Many a rock-infused power ditty has come in “If”’s wake, but they all pale in its shade. To name but a few of the many: En Vogue’s “Free Your Mind,” Aaliyah’s “What If?,” Rihanna’s “Rockstar 101” – even janet.’s own “This Time,” which featured the iconoclastic opera singer Kathleen Battle on backing vocals. And I constantly hear strains of its DNA in other songs; as soon as I heard it in LCD Soundsystem’s “One Touch,” I could hardly hear anything else.
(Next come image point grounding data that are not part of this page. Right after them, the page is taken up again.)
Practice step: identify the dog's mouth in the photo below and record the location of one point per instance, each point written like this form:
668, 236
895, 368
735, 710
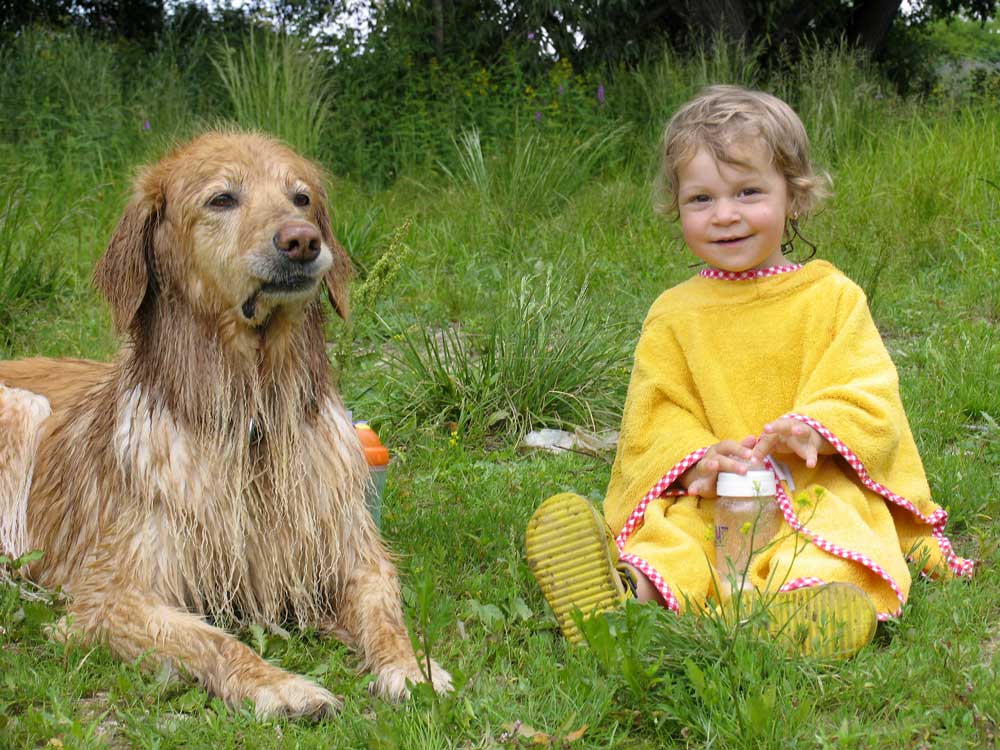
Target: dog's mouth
294, 286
Of course, Janet Jackson’s sexual dominance would take a hard stumble after her infamous Super Bowl performance with Justin Timberlake in 2004. But “If” is why that imbroglio stung. More than ten years prior to that fateful halftime show, Janet had made a definitive sexual statement in a more groundbreaking, indelible, and mesmerizing way. Anthems have come and gone since that time, but few people have ever had more rhythm and control than Janet Jackson did in the summer of 1993.